The comments below are more accurate than anything the commentariat can come up with. That’s because the plain truth is too ugly for the printed page. I’ve lived here all my life and watched myself transition from progressive to liberal, to disillusioned liberal and finally to hardened conservative as the racists of the apartheid days have been proved right on every score. Yes, the mess of South Africa is the result of all the ugly things that ordinary people can see with their own eyes: tribalism, mass stupidity, and ideological overreach. There is no polite way to say it, other than Africa is Africa and always will be.

Jim M
Jim M
5 months ago
Reply to  Angus Douglas

That’s because the people in Africa are really dumber than the world average. But, the Northeast Asians are supposed to be the smartest race on the planet, so why were they only democratic, South Korea and Japan, after being conquer or rescued by America? Intelligence itself is not enough for competent and free government.

Samir Iker
Samir Iker
5 months ago
Reply to  Jim M

South Korea wasn’t, and still isn’t really democratic – while the tiny country developed into one of the most advanced in the world.
Japan also made huge strides in a century when they weren’t democratic.

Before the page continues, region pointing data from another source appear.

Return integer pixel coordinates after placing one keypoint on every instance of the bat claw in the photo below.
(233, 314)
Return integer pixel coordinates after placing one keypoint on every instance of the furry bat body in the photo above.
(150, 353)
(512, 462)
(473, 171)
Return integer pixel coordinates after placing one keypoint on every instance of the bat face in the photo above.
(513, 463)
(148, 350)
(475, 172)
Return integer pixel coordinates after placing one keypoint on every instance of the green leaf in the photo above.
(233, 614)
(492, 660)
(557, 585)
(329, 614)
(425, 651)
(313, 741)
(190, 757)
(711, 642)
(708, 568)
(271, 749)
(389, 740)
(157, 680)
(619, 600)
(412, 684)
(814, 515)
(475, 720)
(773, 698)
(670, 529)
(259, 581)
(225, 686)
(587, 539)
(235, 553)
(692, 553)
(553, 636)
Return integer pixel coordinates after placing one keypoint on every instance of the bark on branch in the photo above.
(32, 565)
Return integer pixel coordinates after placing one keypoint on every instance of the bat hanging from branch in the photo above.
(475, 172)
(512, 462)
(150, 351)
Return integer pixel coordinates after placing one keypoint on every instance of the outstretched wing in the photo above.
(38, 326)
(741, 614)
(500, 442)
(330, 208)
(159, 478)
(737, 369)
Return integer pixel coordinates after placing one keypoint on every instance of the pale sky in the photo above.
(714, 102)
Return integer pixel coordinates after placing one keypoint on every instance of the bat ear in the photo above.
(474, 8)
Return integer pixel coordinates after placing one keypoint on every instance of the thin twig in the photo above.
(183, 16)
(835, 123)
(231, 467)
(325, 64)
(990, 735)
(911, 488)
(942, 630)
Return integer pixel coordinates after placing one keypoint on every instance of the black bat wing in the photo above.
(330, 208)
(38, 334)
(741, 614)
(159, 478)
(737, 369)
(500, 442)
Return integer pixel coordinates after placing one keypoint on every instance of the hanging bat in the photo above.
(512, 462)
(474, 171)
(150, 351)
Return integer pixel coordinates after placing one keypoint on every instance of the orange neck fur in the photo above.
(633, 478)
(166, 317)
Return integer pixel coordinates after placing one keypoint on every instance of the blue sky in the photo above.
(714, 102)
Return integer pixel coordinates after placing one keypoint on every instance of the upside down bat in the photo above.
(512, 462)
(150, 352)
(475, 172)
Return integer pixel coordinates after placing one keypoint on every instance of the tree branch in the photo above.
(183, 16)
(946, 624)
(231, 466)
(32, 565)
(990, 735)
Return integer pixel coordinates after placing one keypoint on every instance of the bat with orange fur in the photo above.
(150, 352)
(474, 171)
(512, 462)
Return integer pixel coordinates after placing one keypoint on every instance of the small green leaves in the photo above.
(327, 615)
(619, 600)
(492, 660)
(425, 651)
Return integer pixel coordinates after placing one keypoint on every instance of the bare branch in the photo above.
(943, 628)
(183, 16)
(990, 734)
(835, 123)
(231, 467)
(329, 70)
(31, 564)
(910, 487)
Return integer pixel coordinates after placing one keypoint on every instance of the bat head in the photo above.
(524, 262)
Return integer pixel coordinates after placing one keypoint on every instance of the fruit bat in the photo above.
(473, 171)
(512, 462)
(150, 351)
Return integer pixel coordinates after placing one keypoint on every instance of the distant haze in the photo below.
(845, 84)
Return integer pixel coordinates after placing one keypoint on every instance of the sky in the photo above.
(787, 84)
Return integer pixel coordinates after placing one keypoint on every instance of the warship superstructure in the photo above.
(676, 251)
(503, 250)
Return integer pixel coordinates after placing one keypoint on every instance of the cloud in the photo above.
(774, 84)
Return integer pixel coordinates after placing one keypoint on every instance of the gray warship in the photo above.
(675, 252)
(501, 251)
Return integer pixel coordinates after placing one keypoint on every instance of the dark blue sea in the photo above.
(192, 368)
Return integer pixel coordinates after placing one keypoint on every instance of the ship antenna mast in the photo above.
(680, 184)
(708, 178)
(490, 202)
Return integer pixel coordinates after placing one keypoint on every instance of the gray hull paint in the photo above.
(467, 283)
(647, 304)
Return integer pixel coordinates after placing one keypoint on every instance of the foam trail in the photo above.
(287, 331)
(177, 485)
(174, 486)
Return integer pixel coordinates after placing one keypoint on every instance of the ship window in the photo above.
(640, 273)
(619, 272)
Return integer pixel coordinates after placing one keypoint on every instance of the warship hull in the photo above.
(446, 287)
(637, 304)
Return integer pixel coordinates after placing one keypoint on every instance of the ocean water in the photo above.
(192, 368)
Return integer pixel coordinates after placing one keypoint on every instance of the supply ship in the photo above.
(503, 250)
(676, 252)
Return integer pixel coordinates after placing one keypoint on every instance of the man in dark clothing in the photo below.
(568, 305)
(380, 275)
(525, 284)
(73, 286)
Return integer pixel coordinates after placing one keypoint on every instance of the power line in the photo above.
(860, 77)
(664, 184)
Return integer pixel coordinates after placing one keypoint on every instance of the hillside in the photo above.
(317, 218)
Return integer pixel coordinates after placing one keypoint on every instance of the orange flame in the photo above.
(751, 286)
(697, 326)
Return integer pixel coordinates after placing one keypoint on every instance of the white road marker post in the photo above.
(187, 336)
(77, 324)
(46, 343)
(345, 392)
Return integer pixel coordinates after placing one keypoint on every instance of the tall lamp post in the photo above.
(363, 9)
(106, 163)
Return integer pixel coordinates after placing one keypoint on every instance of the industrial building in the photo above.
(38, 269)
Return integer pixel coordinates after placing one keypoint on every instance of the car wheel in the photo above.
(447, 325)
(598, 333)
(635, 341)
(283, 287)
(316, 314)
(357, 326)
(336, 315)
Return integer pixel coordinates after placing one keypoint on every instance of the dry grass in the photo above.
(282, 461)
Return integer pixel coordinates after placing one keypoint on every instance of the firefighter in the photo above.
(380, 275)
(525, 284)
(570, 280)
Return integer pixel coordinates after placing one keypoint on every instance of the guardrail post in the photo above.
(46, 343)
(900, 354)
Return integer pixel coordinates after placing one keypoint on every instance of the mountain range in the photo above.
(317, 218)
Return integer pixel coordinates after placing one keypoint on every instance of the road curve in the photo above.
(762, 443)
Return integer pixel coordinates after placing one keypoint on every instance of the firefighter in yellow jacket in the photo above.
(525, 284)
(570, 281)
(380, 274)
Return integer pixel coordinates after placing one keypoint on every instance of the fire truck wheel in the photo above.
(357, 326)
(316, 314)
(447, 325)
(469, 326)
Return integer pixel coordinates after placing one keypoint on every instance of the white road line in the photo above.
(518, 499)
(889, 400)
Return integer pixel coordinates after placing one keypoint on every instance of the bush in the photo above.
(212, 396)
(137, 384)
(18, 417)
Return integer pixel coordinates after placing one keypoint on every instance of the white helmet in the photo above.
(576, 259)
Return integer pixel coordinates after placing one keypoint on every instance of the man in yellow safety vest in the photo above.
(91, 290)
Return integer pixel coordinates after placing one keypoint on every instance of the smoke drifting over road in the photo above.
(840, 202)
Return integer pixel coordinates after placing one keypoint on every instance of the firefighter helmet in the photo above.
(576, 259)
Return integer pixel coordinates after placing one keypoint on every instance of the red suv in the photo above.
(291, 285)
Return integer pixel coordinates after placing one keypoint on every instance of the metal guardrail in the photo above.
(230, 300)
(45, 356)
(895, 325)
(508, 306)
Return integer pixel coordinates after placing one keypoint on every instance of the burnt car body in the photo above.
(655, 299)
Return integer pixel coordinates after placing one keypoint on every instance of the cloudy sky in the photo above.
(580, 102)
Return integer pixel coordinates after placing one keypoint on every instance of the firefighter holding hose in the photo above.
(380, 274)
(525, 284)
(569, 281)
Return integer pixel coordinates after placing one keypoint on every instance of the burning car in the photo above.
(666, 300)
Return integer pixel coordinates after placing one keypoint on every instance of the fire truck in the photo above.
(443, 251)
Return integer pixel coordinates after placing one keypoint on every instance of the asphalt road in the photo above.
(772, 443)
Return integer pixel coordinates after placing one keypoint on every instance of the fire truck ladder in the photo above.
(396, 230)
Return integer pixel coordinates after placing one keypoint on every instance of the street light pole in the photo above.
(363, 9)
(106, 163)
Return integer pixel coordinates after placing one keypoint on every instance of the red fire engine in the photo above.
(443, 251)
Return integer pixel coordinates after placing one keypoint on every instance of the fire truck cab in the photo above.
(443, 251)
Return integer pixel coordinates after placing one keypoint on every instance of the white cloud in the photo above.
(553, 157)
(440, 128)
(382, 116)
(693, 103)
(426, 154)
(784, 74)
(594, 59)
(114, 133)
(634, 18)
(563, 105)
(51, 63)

Intelligence and choosing democracy aren’t the same, even though you might consider democracy to be better as a governance system.

Hans Daoghn
Hans Daoghn
5 months ago

South Africa, like the United States, has effectively an open border.  SA’s border is along its northern frontier across which millions of desperately poor African men and women have flooded south seeking economic betterment.   These motivated newcomers, working without papers or subsidy, earn the entry-level jobs that historically have gone to native South Africans.  There is real hatred by the locals for these newcomers as the newcomers begin their climb up the economic ladder stepping on the heads of those on the bottom rung.

Susie Bell
Susie Bell
5 months ago

The widespread and unashamed ANC corruption is siphoning off the money ear marked for the community. Young people everywhere seem to feel they are the victims of the corruption of their elders in Government. A change is coming.
interestingly the Western Cape has a self determination movement to free themselves from the control of the national government. These movements may well grow especially with special circumstances like the large number of coloureds in the Cape.

Ian_S
Ian_S
5 months ago
Reply to  Susie Bell

I suppose the nightmare is though that, as someone above mentioned, it’s just endless reruns of Animal Farm: corruption, poverty and violence, leading to disillusionment, on to rallying behind a fresh faced new leader who turns into an unaccountable corrupt despot, and onto the next cycle.

James Knight
James Knight
5 months ago

Predict Genocide in SA within 10 years.